The Last Girls of Pompeii by Kathryn Lasky takes us back to the vibrant world of ancient Pompeii in the Roman Empire, full of augers, soothsayers and bizarre wedding customs. 12 year old Julia is a member of the city’s most prominent family and is its last unmarried daughter. Born with a shriveled arm, Julia had spent most of her youth with her slave, Sura, sheltered by her her loving family, including her doting cousin Marcus. As her sister Cornelia’s wedding day draws nearer, so does Julia’s and Sura’s dread about their uncertain futures. Sura’s eavesdropping reveals a master plan to give the deformed Julia (who is not expected to marry) as a priestess to a prominent cult’s temple and sell Sura to finance Cornelia’s open-bar reception.
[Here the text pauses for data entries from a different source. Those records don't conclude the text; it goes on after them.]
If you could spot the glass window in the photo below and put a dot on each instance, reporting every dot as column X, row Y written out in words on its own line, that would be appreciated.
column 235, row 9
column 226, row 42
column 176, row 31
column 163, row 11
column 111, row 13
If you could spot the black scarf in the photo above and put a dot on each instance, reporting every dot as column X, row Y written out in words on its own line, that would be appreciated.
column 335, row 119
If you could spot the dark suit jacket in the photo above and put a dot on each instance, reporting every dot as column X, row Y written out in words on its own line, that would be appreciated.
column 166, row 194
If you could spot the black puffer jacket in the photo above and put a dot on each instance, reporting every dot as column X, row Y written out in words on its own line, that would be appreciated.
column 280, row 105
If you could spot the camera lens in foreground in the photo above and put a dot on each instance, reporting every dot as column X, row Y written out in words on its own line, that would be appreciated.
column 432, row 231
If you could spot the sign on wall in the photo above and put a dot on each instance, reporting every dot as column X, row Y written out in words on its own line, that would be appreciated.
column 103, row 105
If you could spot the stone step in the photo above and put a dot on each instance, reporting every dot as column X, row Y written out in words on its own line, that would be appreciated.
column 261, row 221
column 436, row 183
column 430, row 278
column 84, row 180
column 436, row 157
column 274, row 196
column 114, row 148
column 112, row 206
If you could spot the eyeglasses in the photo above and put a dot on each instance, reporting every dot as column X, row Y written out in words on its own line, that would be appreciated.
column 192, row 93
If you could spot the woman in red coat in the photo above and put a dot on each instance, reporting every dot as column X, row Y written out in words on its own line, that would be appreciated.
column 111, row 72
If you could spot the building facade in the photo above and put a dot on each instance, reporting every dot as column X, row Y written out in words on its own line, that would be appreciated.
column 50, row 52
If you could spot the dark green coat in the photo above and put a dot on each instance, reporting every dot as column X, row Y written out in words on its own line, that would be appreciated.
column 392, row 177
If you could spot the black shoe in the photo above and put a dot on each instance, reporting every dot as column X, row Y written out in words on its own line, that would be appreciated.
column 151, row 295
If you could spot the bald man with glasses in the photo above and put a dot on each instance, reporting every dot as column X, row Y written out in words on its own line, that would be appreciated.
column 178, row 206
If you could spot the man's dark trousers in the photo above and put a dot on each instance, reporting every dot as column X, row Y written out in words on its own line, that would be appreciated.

Lasky builds the sense of impending doom by alluding to tremors, noxious gases and other tell-tale signs of Mount Vesuvius’s tragic eruption that would eventually take place in August of AD 79. This is nicely juxtaposed nicely with both girls’ struggle to come to terms with the meaning of freedom and the ability of each to chose her own future. The book also explores the complicated and beautiful relationships between sisters and, through Sura and Julia’s relationship, suggests that sisterly ties can exist beyond the bounds of family. The most problematic parts of the book center around the character of 15 year old, Marcus, Julia’s cousin. Though Marcus, who laughs at the supposed silliness of Roman traditions and religion, Lasky tries to present a modern understanding of physical deformities that seems a little too anachronistic to fit in with the rest of the story. While admirable, this contributes to the plot’s uneven pacing: It drags in the middle as Julia is dragged from one oracle to another and then abruptly jumps forward with lightning-quick speed as Marcus proposes marriage as a way for them both to escape their fates. Modern middle grade readers may also be a bit puzzled over the budding love of first cousins (an acceptable Roman social more). All in all, this novel is an interesting idea for historical fiction. It richly describes Roman life while providing a deep exploration of the two protagonists but it ultimately leaves readers hanging with its uneven plot.